Assim a ia curando daquela paixão mórbida com uma direção de todos os dias, uma destas persistências de missionário que só dá a fé sincera, pondo a sutileza dum casuísta ao serviço da moralidade de um filósofo, paternal e hábil - uma cura maravilhosa de que o bom abade em segredo tirava alguma vaidade.
E foi grande a sua alegria quando lhe pareceu que enfim z paixão por Amaro já não era na alma dela um sentimento vivo; mas estava morto, embalsamado, arrumado no fundo da sua memória como num jazigo, escondido já sob a delicada florescência duma virtude nova. Assim julgava pelo menos o bom Ferrão - vendo-a agora aludir ao passado com o olhar tranqüilo, sem aqueles rubores que outrora lhe escaldavam a face ao simples nome de Amaro.
Ela, com efeito, já não pensava no senhor pároco com a comoção de outrora: o terror do pecado, a influência penetrante do abade, aquela brusca separação do meio devoto em que o seu amor se desenvolvera, o gozo que sentia numa serenidade maior, sem sustos noturnos e sem a inimizade de Nossa Senhora, tudo concorrera para que o fogo ruidoso daquele sentimento se fosse reduzindo a alguma brasa que ainda rebrilhava surdamente.
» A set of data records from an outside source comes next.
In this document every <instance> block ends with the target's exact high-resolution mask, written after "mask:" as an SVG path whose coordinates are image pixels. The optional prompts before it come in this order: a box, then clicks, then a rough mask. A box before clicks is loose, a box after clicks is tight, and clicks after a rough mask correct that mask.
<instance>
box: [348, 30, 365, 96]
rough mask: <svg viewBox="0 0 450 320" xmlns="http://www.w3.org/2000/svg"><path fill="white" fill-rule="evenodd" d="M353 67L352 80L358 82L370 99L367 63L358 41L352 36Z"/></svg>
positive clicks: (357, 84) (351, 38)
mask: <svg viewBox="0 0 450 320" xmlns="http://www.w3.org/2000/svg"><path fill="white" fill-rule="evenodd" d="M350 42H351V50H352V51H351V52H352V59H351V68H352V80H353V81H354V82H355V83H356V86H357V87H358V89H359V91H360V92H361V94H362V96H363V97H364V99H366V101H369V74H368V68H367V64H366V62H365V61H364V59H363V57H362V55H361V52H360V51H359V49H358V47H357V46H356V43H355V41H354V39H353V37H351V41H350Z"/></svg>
O pároco estivera ao princípio na sua alma com o prestígio dum ídolo coberto de ouro; mas tantas vezes, desde a sua gravidez, sacudira, nas horas de terror religioso ou de arrependimento histérico, aquele ídolo, que todo o dourado lhe ficara nas mãos, e a forma trivial e escura que aparecia por baixo já a não deslumbrava; viu por isso o abade derrubar-lho inteiramente, sem chorar e sem lutar. Se ainda pensava em Amaro, é porque não podia deixar de pensar na casa do sineiro; mas o que a tentava ainda era o prazer e não o pároco.
E com a sua natureza de boa rapariga tinha um reconhecimento sincero pelo abade. Como dissera a Amaro naquela tarde, "devia-lhe tudo". Era o que sentia agora também pelo doutor Gouveia, que vinha regularmente ver a velha de dois em dois dias. Eram os seus bons amigos, como dois papás que o Céu lhe mandava - um que lhe prometia a saúde, outro a graça.
Refugiada naquelas duas proteções, gozou uma paz adorável nas últimas semanas de Outubro. Os dias iam muito serenos e muito tépidos. Era bom estar no terraço, pelas tardes, naquela serenidade outonal dos campos. O doutor Gouveia às vezes encontrava-se com o abade Ferrão; ambos se estimavam; depois da visita à velha, iam para o terraço, e começavam logo as suas eternas questões sobre Religião e sobre Moral.